Waktu menunjukkan pukul 17.00 WIT, tapi Rami dan keluarganya sudah bersiap menikmati makan malam. Hal yang lumrah bagi warga Keruak. Mereka harus makan sebelum pukul 18.00 WIT, atau terpaksa menunggu fajar untuk bisa mengisi perut.

Di meja makan sudah ada Rami, Pak Jafar, Bu Riana, Nita dan Dian. Berkali-kali Bu Riana memuji kelihaian Rami dalam berburu, tanpa melupakan nasihatnya agar Rami tidak pergi terlalu jauh ke jantung hutan. Semua orang tahu akibatnya, karena itu, Bu Riana tidak  pernah lupa mengingatkan. Biarlah dianggap cerewet, asal buah hatinya selamat.

“Kita akan memasuki musim hujan.

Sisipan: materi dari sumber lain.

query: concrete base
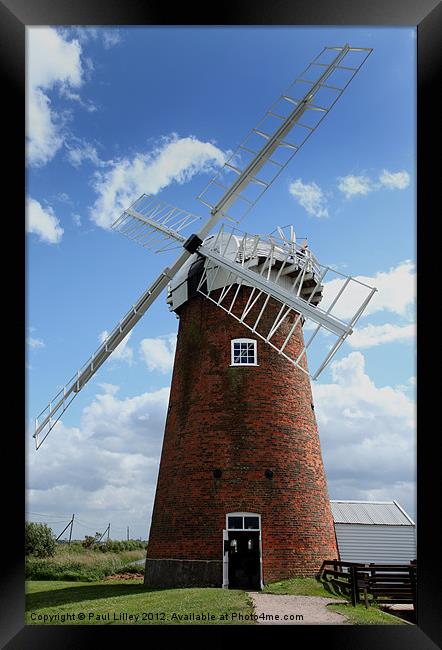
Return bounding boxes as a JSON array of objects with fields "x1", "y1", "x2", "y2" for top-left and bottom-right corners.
[{"x1": 144, "y1": 558, "x2": 223, "y2": 588}]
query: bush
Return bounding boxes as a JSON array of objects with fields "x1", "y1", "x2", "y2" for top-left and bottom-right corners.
[
  {"x1": 94, "y1": 539, "x2": 146, "y2": 553},
  {"x1": 25, "y1": 521, "x2": 57, "y2": 557}
]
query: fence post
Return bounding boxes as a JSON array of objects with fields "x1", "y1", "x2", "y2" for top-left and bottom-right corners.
[
  {"x1": 410, "y1": 564, "x2": 417, "y2": 624},
  {"x1": 350, "y1": 566, "x2": 359, "y2": 607}
]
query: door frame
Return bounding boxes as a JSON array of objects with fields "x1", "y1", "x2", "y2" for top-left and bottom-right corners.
[{"x1": 222, "y1": 512, "x2": 264, "y2": 589}]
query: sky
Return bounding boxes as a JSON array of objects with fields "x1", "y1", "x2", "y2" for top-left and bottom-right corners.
[{"x1": 26, "y1": 26, "x2": 416, "y2": 539}]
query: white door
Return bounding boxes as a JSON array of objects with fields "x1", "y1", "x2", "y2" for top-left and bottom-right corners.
[{"x1": 223, "y1": 530, "x2": 229, "y2": 589}]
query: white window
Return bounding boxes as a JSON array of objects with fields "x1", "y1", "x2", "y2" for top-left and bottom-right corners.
[{"x1": 231, "y1": 339, "x2": 258, "y2": 366}]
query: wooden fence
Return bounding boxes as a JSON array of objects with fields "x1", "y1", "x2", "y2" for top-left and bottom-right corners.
[{"x1": 317, "y1": 560, "x2": 417, "y2": 613}]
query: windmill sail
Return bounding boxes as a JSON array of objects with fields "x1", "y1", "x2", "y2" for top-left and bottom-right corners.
[
  {"x1": 112, "y1": 194, "x2": 201, "y2": 253},
  {"x1": 197, "y1": 44, "x2": 372, "y2": 223},
  {"x1": 198, "y1": 227, "x2": 376, "y2": 379},
  {"x1": 34, "y1": 45, "x2": 375, "y2": 448}
]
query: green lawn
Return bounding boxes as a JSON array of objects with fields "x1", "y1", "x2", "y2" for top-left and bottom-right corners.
[
  {"x1": 26, "y1": 544, "x2": 146, "y2": 582},
  {"x1": 26, "y1": 579, "x2": 253, "y2": 625},
  {"x1": 263, "y1": 578, "x2": 345, "y2": 600},
  {"x1": 328, "y1": 603, "x2": 406, "y2": 625}
]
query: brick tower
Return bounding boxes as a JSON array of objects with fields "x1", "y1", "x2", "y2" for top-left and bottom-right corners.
[{"x1": 145, "y1": 242, "x2": 338, "y2": 589}]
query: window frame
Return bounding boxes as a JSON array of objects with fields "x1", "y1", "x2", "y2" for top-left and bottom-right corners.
[{"x1": 230, "y1": 338, "x2": 259, "y2": 368}]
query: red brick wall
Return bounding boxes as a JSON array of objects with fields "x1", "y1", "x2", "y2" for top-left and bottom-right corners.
[{"x1": 147, "y1": 288, "x2": 338, "y2": 582}]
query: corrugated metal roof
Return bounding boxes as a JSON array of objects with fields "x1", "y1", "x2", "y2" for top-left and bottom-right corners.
[{"x1": 330, "y1": 501, "x2": 414, "y2": 526}]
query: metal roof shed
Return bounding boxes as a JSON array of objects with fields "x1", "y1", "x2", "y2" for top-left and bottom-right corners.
[{"x1": 330, "y1": 500, "x2": 416, "y2": 564}]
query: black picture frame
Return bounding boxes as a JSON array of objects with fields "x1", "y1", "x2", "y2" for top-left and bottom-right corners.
[{"x1": 5, "y1": 0, "x2": 442, "y2": 650}]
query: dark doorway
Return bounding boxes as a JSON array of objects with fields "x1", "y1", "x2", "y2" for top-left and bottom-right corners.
[{"x1": 229, "y1": 531, "x2": 261, "y2": 589}]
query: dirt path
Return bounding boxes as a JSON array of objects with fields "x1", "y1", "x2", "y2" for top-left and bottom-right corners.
[{"x1": 248, "y1": 591, "x2": 349, "y2": 625}]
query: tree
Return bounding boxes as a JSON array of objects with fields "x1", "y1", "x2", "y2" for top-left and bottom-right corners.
[{"x1": 25, "y1": 521, "x2": 57, "y2": 557}]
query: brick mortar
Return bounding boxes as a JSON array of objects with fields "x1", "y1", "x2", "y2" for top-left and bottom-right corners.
[{"x1": 148, "y1": 290, "x2": 338, "y2": 582}]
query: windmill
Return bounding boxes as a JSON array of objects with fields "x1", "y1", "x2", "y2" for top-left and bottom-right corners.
[{"x1": 34, "y1": 44, "x2": 376, "y2": 587}]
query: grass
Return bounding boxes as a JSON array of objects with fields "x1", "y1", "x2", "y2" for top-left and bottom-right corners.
[
  {"x1": 26, "y1": 579, "x2": 253, "y2": 625},
  {"x1": 263, "y1": 578, "x2": 404, "y2": 625},
  {"x1": 327, "y1": 603, "x2": 406, "y2": 625},
  {"x1": 26, "y1": 545, "x2": 146, "y2": 582},
  {"x1": 262, "y1": 578, "x2": 344, "y2": 600}
]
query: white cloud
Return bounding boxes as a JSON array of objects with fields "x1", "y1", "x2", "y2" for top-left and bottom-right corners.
[
  {"x1": 62, "y1": 27, "x2": 123, "y2": 50},
  {"x1": 289, "y1": 178, "x2": 328, "y2": 218},
  {"x1": 379, "y1": 169, "x2": 410, "y2": 190},
  {"x1": 26, "y1": 27, "x2": 82, "y2": 166},
  {"x1": 26, "y1": 197, "x2": 64, "y2": 244},
  {"x1": 140, "y1": 334, "x2": 176, "y2": 374},
  {"x1": 347, "y1": 323, "x2": 416, "y2": 348},
  {"x1": 27, "y1": 384, "x2": 169, "y2": 539},
  {"x1": 101, "y1": 29, "x2": 122, "y2": 50},
  {"x1": 321, "y1": 260, "x2": 416, "y2": 320},
  {"x1": 338, "y1": 174, "x2": 373, "y2": 199},
  {"x1": 91, "y1": 134, "x2": 225, "y2": 228},
  {"x1": 98, "y1": 330, "x2": 133, "y2": 366},
  {"x1": 26, "y1": 336, "x2": 46, "y2": 350},
  {"x1": 66, "y1": 139, "x2": 104, "y2": 167},
  {"x1": 338, "y1": 169, "x2": 410, "y2": 199},
  {"x1": 312, "y1": 352, "x2": 416, "y2": 511}
]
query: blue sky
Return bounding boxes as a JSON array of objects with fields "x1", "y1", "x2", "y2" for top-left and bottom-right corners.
[{"x1": 27, "y1": 27, "x2": 416, "y2": 538}]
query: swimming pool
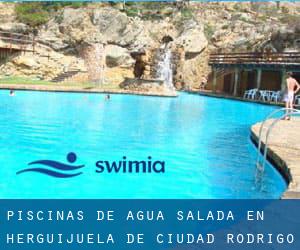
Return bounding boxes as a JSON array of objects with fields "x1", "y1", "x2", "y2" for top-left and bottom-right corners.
[{"x1": 0, "y1": 91, "x2": 286, "y2": 198}]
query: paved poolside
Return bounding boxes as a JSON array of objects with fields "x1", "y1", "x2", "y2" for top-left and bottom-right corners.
[
  {"x1": 251, "y1": 117, "x2": 300, "y2": 199},
  {"x1": 0, "y1": 84, "x2": 177, "y2": 97}
]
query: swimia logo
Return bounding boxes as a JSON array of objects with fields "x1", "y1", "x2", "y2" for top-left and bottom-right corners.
[{"x1": 16, "y1": 152, "x2": 165, "y2": 178}]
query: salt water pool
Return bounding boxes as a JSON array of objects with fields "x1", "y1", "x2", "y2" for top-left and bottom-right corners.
[{"x1": 0, "y1": 90, "x2": 286, "y2": 198}]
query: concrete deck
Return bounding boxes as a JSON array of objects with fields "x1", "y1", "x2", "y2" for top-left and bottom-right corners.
[
  {"x1": 251, "y1": 117, "x2": 300, "y2": 199},
  {"x1": 0, "y1": 84, "x2": 178, "y2": 97}
]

Karena itu, besok Amak akan pergi ke kota membeli barang-barang untuk perbaiki atap rumah,” ujar Pak Jafar, “dan kalian tidak boleh ikut!” tegasnya, seketika melihat reaksi antusias Nita dan Dian.

“Yah,” protes Dian, kecewa.

Amak akan pergi bersama Rami, kalau Inak tidak keberatan.”

“Mobil siapa yang akan Amak pakai?” tanya Bu Riana.

“Seperti biasa, Amak akan pinjam mobil pikap milik Papuk(kakek/nenek) Sundari. Kami akan berangkat pukul tujuh pagi.”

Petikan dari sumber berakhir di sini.